Additional embodiments of the invention are directed to deposition systems comprising a processing chamber with four gas distribution plates. The gas distribution plates are stacked vertically. Each of the gas distribution plates has a plurality of elongate gas ports configured to direct flows of gases toward a surface of a substrate. At least two stages for moving a substrate between the four gas distribution plates are in the processing chamber.
Further embodiments of the invention are directed to methods of processing a substrate in a processing chamber. A substrate is laterally moved in a first direction adjacent a first gas distribution plate from a loading region through a first deposition region to a first non-deposition region opposite the loading region. The substrate is moved in a second direction perpendicular to the first direction from the first non-deposition region to a second non-deposition region adjacent to a second gas distribution plate. The substrate is laterally moved in a third direction parallel to and opposite the first direction, the substrate moving from the second non-deposition region through a second deposition region to a third non-deposition region opposite from the second non-deposition region. In detailed embodiments, the second direction is vertical. In specific embodiments, the second direction is horizontal.

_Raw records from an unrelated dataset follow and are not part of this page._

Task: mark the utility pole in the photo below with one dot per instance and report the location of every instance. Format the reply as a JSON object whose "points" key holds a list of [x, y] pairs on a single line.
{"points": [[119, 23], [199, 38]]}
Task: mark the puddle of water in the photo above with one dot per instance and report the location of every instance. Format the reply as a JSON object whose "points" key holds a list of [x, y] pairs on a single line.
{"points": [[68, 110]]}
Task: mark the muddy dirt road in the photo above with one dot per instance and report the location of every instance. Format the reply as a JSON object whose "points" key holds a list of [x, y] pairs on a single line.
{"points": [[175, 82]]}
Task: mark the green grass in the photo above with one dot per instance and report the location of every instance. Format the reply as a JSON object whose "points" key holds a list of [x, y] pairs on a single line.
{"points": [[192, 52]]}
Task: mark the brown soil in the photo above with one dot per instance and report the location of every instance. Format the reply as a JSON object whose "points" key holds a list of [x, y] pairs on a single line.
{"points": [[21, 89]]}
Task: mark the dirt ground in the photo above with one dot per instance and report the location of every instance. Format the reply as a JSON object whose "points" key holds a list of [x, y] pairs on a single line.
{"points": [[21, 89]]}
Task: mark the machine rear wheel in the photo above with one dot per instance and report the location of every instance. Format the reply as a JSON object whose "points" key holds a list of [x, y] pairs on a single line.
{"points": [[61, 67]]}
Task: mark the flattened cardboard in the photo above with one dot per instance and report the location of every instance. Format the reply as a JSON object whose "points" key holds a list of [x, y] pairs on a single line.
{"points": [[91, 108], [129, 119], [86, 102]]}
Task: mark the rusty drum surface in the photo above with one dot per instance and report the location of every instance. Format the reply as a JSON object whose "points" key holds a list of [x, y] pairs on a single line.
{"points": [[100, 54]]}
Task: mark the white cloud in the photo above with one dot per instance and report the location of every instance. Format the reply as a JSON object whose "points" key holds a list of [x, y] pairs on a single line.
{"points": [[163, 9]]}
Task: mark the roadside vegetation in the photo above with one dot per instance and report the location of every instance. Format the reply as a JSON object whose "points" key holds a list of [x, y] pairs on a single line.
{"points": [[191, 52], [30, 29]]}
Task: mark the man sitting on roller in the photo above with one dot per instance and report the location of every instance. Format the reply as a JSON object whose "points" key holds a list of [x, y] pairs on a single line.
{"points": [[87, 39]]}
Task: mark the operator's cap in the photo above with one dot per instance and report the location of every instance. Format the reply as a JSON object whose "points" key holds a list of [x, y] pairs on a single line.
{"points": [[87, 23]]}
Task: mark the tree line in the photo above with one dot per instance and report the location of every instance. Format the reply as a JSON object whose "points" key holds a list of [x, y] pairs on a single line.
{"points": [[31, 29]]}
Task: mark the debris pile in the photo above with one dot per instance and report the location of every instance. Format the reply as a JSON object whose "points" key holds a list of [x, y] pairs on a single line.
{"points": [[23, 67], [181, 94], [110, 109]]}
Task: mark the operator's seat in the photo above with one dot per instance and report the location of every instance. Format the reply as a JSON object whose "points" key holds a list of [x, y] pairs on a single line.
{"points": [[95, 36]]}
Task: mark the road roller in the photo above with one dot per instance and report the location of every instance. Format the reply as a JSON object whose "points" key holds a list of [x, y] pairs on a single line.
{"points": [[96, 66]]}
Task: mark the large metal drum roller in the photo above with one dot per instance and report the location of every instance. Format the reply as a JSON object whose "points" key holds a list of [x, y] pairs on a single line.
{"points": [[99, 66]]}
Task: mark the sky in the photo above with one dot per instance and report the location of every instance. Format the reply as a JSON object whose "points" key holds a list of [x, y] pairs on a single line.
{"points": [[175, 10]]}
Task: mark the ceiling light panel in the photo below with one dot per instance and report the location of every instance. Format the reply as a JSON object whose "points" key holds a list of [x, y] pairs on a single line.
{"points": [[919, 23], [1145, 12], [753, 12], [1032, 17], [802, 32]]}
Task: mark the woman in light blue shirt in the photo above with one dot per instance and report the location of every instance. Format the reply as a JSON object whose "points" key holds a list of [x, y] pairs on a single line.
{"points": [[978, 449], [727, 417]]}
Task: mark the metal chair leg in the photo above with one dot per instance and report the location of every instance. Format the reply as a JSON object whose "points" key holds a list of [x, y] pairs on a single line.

In some embodiments, the substrate is loaded into the processing chamber from a load lock chamber to the loading region. In detailed embodiments, the substrate is unloaded from the third non-deposition region of the processing chamber to a load lock chamber.
Some embodiments of the method further comprise moving the substrate in a fourth direction opposite from the second direction. The substrate is moved from the second non-deposition region back to the loading region. The movements in the first direction, second direction and third direction to move the substrate back to the third non-deposition region is repeated. In detailed embodiments, substrate is removed from the processing chamber after the substrate has reached the third non-deposition region a second time.
Some embodiments of the method further comprise moving the substrate in a fourth direction perpendicular to the third direction. The substrate is moved from the third non-deposition region to a fourth non-deposition region adjacent to a third gas distribution plate. The substrate is laterally moved in a fifth direction parallel to the first direction. The substrate moves from the fourth non-deposition region through a third deposition region to a fifth non-deposition region opposite the fourth non-deposition region. The substrate is moved in a sixth direction perpendicular to the fifth direction, the substrate moving from the fifth non-deposition region to a sixth non-deposition region adjacent to a fourth gas distribution plate. The substrate is laterally moved in a seventh direction parallel to the third direction, the substrate moving from the sixth non-deposition region through a fourth deposition region to an eighth non-deposition region.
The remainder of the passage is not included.